Plain Style is a worthy successor to The Elements of Style (a book not nearly as bad as its detractors suggest, though in many ways dated). Lasch values strong verbs, distrusts abstractions and the passive voice, and hates blather and cant. The sentences and passages illustrating his points are wonderfully varied and assume a reader with a lively range of cultural reference: Aaron Burr, Candide, Steve and Cyndy Garvey, Antonio Gramsci, Pauline Kael, Beatrix Potter’s Mr. McGregor, George Orwell, Talcott Parsons, and William Faulkner’s Snopeses all make at least one appearance. Lasch’s guidance is hardly exhaustive: the brief paragraph on the semicolon, for instance, is not likely to cure comma splices. And complications sometimes grow beyond what’s helpful: the discussion of conventions governing quotation marks might create confusion where none had existed.

Is Plain Style enough? No, but no one book is enough to solve writing problems. The Elements of Style is dated; Michael Harvey’s The Nuts and Bolts of College Writing is not especially helpful on thesis statements; Joseph Williams’s Style: Lessons in Clarity and Grace is at times bewildering (and, always, a typographical horror). Plain Style is beautifully designed and well written, and the soundness of its prose makes a strong case for the soundness of its advice. Lasch of course knew that one book was not enough:
We learn to write well, if we ever do, by reading good prose, paying close attention to our own words, revising relentlessly, and recalling the connections between written and spoken language.
Close attention to one’s words, a healthy (not paralyzing) self-consciousness, is what Plain Style seeks to foster in its reader.

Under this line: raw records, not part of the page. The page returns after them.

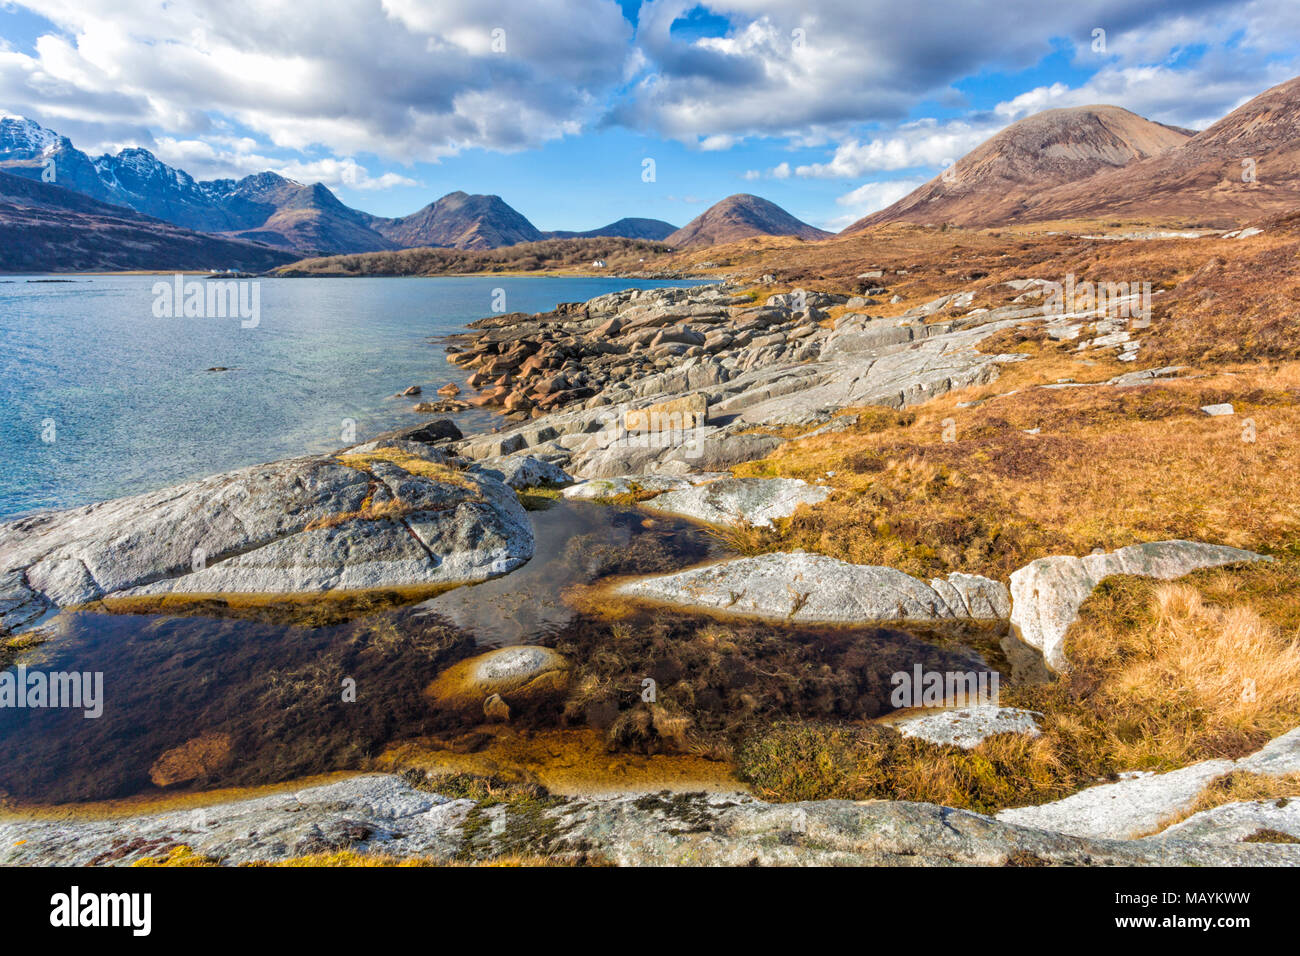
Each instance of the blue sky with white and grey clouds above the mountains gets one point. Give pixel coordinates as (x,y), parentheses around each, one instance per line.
(580,113)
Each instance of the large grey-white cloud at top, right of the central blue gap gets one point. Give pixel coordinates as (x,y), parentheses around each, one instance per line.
(791,67)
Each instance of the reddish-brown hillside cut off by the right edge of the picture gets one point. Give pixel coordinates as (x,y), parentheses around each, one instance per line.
(1203,181)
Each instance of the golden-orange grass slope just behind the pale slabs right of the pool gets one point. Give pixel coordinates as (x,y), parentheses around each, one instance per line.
(1107,469)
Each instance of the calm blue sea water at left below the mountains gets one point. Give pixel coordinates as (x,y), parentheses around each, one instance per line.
(102,399)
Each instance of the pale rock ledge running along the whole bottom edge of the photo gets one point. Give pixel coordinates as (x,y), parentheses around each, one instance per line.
(406,817)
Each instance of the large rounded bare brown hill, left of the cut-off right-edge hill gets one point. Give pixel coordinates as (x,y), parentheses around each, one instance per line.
(999,181)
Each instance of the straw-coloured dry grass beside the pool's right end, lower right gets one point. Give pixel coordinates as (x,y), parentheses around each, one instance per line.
(1159,680)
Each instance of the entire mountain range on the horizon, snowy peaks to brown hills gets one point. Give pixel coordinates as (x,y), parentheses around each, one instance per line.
(1078,163)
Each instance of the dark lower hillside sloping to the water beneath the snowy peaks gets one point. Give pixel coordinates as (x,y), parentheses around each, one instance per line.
(47,228)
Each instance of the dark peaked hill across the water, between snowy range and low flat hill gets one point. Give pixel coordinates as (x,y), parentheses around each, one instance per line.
(462,222)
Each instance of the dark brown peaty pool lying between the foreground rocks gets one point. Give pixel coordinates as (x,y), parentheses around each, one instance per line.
(223,698)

Plain Style includes a lengthy introduction by Stewart Weaver, who places this guide to writing in the context of Lasch’s intellectual development and interest in the political implications of language. Professor Weaver tells me that Plain Style is still given free to the Rochester history department’s incoming graduate students.

comments: 5

Jazzbumpa said...

For more curmudgeonly grumblings I recommend John Gardner's [yup - the "Grendel" guy] "The Art of Fiction." Gore Vidal called him sanctimonious and pedantic, which might be a slight exaggeration.

I found the book to be enlightening and inspiring. And even when he's in "get off my lawn" mode his thoughts are worthy of consideration.


Sean said...

Thanks for this post; "Plain Style" is new to me. I still like Strunk and White, and not just because it's a "classic", but because of the things that make it a classic. On average I tend to favor usage that seems a little bit older, only because on average, it seems to be more expressive and more meaningful.

I remember discussing this with a colleague, who suggested I was too young to be such a grumpy old man. I explained to him that I'm suffering from early-onset grumpiness. :)

Daughter Number Three said...

I will read Plain Style, and pass on to DN3.1 as she begins her college career.

I know I have a tendency to use "interesting" in just this way.

In Minnesota, it is the favored adjective for those times when you dislike or do not understand a new idea, behavior or object.

Michael Leddy said...

Thanks for the recommendation, JzB. I know his On Moral Fiction but not this one.

It’s relatively new to me too, Sean. I wish I could remember how I learned of it.

DN3, may I recommend Michael Harvey’s The Nuts and Bolts of College Writing? It’s a book I use in every class I teach. Each of my children took a copy to college.

Michael Leddy said...

I meant to add: in Illinois, the word different works in the same way. “That’s different.”